Tokyo (awp/afp) - Les marchés asiatiques ont limité leurs pertes vendredi tout en restant dans le rouge, reflet du faible appétit des investisseurs pour le risque, malgré l'annonce par le président américain Donald Trump d'une extension de son ultimatum, qui a fait reculer les prix du brut.
A Tokyo, l'indice vedette Nikkei a limité la casse pour terminer en baisse de 0,43% à 53.373,07 points, tout comme le Kospi de Séoul qui a abandonné au final 0,4%.
Taipei a lâché 0,7% et Sydney 0,1%, tandis qu'à Hong Kong l'indice Hang Seng perdait 0,14% à Hong Kong repassait dans le vert, à +0,7% vers 07h20 (heure suisse).
"La baisse actuelle est largement liée aux risques géopolitiques", a commenté Marin Matsushima, analyste chez Monex, et les marchés "restent volatils et tributaires du flux d'informations concernant le Moyen-Orient".
Donald Trump a annoncé jeudi repousser jusqu'au 6 avril son ultimatum avant d'éventuelles frappes américaines contre les centrales électriques en Iran, assurant que les discussions avec Téhéran se passaient "très bien".
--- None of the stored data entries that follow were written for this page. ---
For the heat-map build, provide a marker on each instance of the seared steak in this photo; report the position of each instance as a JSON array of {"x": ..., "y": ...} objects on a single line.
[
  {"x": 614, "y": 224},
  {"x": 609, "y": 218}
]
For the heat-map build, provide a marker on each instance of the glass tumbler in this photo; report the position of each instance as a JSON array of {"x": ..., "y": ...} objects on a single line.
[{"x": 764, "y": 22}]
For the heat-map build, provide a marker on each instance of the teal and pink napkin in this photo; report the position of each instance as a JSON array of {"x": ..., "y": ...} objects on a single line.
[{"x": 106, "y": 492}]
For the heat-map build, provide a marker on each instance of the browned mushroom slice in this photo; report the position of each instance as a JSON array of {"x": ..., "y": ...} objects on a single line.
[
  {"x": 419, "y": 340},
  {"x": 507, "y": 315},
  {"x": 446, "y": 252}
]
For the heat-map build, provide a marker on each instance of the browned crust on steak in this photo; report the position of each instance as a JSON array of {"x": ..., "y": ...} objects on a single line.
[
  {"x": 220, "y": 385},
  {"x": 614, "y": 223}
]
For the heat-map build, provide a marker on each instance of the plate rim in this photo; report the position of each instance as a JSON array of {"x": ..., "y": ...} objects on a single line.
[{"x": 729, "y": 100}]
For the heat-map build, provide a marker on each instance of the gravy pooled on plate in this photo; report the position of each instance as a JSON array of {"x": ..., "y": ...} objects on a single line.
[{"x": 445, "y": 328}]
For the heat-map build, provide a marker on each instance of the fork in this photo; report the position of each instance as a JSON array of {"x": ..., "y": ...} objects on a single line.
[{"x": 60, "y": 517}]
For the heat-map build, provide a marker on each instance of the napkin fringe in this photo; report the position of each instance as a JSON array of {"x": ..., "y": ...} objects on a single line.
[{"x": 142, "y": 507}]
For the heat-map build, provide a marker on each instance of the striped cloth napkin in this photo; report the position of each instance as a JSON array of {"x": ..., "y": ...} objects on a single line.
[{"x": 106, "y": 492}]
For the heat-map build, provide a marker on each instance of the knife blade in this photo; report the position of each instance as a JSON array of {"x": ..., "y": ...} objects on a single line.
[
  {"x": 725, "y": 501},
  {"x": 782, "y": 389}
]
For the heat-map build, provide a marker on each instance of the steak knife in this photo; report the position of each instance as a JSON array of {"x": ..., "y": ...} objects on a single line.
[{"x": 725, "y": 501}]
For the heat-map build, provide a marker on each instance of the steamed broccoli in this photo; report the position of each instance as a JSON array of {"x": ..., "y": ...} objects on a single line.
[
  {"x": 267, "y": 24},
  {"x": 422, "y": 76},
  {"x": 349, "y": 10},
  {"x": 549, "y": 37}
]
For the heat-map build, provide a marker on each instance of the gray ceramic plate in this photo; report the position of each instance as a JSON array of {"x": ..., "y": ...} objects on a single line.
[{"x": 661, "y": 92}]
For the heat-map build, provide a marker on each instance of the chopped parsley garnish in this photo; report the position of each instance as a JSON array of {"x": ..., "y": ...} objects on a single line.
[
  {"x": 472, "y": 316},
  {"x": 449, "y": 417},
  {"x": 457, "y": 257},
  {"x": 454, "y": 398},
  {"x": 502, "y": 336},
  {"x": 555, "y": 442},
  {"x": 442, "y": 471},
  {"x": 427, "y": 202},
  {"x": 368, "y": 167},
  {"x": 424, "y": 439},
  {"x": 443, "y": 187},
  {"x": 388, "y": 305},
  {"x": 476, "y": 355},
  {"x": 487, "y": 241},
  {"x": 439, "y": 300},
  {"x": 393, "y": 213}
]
Le dirigeant américain avait exhorté l'Iran à rouvrir le détroit d'Ormuz, par où transite en temps normal 20% du pétrole et du gaz naturel liquéfié mondiaux.
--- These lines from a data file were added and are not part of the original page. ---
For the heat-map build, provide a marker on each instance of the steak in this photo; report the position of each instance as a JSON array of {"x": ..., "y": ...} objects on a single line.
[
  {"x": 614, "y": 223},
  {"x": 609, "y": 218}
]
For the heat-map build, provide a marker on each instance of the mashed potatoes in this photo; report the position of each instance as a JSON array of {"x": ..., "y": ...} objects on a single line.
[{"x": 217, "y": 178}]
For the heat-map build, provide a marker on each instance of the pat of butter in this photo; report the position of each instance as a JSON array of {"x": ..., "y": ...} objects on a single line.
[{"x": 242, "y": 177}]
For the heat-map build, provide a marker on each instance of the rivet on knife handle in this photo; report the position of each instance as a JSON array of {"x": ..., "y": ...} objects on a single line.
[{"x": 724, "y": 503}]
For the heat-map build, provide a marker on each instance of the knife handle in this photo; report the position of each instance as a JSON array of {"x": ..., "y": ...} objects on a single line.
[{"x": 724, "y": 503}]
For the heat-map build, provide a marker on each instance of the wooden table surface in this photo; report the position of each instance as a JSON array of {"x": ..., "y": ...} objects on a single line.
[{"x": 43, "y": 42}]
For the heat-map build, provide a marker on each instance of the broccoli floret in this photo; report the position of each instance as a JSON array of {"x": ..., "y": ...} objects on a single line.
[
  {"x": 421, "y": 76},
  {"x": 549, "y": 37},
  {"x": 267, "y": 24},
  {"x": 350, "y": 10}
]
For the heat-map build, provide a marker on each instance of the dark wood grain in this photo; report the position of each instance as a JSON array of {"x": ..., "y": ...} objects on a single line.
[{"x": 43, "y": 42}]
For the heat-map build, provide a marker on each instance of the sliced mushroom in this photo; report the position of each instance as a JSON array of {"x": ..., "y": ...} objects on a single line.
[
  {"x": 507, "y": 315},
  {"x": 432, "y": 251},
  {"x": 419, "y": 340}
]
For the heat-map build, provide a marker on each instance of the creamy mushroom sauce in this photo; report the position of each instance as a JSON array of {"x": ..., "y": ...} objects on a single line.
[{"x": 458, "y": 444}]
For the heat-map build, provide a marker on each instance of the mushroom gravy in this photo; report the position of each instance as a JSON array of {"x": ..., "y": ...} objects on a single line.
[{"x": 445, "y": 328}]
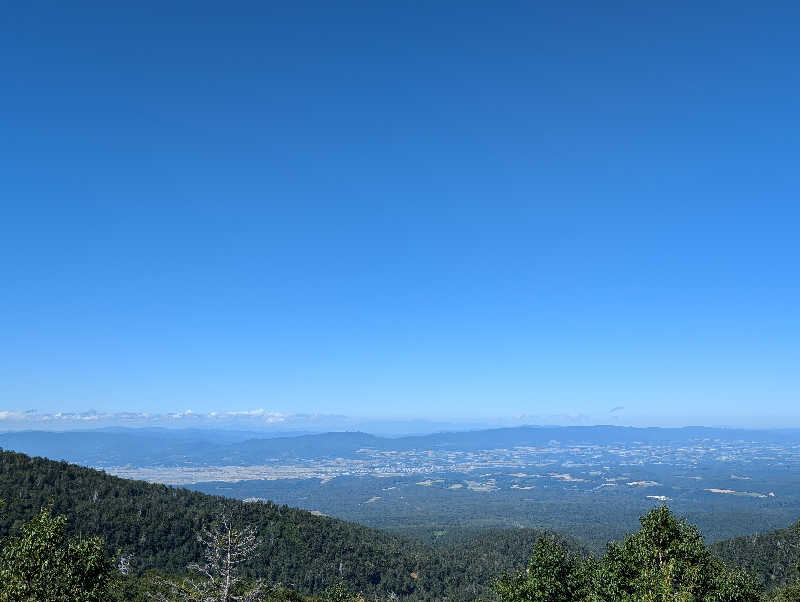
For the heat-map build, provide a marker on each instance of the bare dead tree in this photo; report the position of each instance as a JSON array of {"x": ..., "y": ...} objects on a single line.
[{"x": 225, "y": 548}]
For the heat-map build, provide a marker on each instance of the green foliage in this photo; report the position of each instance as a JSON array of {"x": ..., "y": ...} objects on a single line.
[
  {"x": 774, "y": 557},
  {"x": 44, "y": 564},
  {"x": 665, "y": 561},
  {"x": 553, "y": 575}
]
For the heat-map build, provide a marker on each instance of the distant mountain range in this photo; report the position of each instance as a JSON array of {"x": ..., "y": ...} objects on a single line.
[{"x": 200, "y": 447}]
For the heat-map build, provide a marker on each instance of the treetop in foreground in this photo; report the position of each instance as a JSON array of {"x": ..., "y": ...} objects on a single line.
[{"x": 665, "y": 561}]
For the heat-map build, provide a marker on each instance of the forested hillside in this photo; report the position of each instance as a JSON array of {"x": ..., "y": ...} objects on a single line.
[
  {"x": 774, "y": 556},
  {"x": 154, "y": 527},
  {"x": 158, "y": 524}
]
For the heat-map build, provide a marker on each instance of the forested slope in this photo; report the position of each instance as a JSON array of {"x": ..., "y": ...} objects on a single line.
[
  {"x": 774, "y": 556},
  {"x": 158, "y": 525}
]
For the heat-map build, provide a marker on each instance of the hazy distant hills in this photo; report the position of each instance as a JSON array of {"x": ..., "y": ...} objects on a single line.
[
  {"x": 173, "y": 447},
  {"x": 157, "y": 524}
]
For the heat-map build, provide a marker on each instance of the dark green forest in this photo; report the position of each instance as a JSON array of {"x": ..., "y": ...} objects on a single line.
[{"x": 109, "y": 538}]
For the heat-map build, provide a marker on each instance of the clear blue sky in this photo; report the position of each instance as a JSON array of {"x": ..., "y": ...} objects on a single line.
[{"x": 439, "y": 209}]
Si Téhéran refuse de son côté d'utiliser le terme de "discussion", une source anonyme, citée par l'agence de presse Tasnim, a indiqué jeudi que l'Iran avait transmis "officiellement" une réponse au plan américain "à travers des intermédiaires".
Il a fixé des conditions à une cessation des hostilités et attend désormais "un retour de l'autre partie".
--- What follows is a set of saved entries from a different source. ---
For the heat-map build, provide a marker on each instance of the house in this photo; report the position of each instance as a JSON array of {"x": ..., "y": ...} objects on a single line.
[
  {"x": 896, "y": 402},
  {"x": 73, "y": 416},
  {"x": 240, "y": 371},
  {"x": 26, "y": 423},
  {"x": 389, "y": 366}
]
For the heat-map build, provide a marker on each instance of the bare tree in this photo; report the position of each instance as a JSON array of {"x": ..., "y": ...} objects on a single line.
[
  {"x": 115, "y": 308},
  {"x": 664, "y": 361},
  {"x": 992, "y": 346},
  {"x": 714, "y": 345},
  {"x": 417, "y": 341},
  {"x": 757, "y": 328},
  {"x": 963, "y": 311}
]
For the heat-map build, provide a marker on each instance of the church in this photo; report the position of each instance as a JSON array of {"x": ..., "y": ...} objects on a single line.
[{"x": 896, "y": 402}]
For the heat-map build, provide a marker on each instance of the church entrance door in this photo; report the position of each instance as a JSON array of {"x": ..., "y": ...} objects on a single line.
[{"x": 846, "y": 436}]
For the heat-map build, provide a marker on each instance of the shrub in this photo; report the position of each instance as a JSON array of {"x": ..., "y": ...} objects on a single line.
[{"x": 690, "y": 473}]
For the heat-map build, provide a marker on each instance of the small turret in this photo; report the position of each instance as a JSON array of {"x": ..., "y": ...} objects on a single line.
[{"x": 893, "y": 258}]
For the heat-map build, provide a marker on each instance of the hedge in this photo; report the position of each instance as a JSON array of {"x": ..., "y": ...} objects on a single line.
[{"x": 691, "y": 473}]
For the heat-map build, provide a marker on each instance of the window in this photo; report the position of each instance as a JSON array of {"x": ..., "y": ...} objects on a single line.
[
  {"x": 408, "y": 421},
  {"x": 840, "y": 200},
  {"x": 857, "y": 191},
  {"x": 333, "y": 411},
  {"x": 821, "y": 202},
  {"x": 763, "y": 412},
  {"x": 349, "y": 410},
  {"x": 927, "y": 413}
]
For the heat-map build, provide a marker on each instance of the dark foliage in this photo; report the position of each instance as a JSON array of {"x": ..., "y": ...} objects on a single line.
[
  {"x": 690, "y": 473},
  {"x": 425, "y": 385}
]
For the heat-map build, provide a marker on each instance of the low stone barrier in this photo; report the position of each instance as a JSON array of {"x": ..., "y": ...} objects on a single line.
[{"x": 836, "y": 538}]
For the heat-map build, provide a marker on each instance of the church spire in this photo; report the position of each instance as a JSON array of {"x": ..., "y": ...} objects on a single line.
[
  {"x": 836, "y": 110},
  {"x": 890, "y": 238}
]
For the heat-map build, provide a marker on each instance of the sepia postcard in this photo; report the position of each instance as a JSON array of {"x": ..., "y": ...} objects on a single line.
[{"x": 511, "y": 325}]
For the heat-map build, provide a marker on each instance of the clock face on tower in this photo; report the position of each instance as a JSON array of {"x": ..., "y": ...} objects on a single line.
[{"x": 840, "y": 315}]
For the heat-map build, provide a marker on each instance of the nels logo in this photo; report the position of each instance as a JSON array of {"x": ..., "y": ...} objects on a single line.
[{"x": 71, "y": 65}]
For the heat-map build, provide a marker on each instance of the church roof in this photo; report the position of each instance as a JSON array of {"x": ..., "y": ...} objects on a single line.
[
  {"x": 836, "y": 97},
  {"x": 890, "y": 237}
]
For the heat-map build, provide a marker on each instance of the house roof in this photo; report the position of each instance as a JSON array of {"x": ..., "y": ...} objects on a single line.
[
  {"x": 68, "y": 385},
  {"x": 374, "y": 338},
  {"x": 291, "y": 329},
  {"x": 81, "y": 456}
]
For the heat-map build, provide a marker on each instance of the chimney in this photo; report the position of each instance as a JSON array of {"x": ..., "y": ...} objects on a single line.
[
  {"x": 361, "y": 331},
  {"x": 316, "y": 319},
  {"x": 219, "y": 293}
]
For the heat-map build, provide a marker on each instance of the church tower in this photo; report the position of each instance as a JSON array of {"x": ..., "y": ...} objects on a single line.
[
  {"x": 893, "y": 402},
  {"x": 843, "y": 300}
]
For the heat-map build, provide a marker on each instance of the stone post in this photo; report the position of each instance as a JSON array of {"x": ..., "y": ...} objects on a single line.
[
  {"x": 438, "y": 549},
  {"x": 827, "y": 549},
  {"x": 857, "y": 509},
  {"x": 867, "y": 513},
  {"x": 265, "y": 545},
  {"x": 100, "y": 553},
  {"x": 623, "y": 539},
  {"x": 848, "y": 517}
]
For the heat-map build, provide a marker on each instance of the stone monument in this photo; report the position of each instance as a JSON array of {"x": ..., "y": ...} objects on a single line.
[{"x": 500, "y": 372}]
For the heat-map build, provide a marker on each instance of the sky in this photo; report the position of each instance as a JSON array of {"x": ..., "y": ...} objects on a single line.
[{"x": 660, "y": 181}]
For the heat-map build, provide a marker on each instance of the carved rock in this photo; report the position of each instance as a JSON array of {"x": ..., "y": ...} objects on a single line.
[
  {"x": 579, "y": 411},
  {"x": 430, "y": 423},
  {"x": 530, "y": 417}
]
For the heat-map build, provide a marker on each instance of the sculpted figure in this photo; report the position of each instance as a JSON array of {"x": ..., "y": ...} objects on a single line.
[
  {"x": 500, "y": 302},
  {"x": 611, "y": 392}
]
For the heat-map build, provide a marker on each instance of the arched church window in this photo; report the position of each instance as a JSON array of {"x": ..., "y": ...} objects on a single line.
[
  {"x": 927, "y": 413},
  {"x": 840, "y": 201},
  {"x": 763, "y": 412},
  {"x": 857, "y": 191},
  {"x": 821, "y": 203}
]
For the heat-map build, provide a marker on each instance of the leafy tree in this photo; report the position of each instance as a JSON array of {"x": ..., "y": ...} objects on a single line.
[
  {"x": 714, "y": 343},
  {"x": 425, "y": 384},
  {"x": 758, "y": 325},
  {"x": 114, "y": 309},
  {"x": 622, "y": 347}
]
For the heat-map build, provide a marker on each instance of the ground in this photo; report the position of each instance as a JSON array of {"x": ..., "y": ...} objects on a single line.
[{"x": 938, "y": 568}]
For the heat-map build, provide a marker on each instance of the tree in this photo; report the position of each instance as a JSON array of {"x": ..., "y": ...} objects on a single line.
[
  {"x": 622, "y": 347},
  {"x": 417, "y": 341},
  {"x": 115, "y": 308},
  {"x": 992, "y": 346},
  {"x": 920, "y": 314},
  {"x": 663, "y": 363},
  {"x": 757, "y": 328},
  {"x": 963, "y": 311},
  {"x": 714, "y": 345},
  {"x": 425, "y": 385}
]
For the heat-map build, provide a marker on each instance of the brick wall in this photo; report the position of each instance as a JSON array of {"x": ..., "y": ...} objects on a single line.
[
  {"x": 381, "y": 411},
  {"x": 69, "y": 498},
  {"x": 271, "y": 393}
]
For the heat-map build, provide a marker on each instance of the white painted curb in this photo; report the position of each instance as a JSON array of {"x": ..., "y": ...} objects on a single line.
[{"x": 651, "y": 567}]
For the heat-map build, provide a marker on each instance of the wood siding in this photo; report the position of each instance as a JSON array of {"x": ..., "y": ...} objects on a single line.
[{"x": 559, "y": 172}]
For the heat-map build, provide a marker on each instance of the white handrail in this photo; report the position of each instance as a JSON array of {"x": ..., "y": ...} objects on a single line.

Le pétrole en très léger repli
Malgré l'ultimatum repoussé, "la réaction des marchés (...) est restée limitée", a commenté Masahiro Ichikawa de Sumitomo Mitsui DS Asset Management.
"Les négociations vont probablement s'étirer en longueur, et les marchés ne sont pas en position d'être optimistes", a-t-il ajouté, cité par l'agence Bloomberg.
Malgré un léger recul du pétrole après l'annonce, "les flux continuent de montrer un repositionnement vers des paris baissiers sur les actifs risqués, ainsi que vers des positions longues sur le pétrole", c'est-à-dire des stratégies misant sur une hausse des cours du brut, selon Lloyd Chan de MUFG.
"Ce mouvement est alimenté par l'absence persistante de signaux cohérents dans les informations concernant une véritable avancée diplomatique."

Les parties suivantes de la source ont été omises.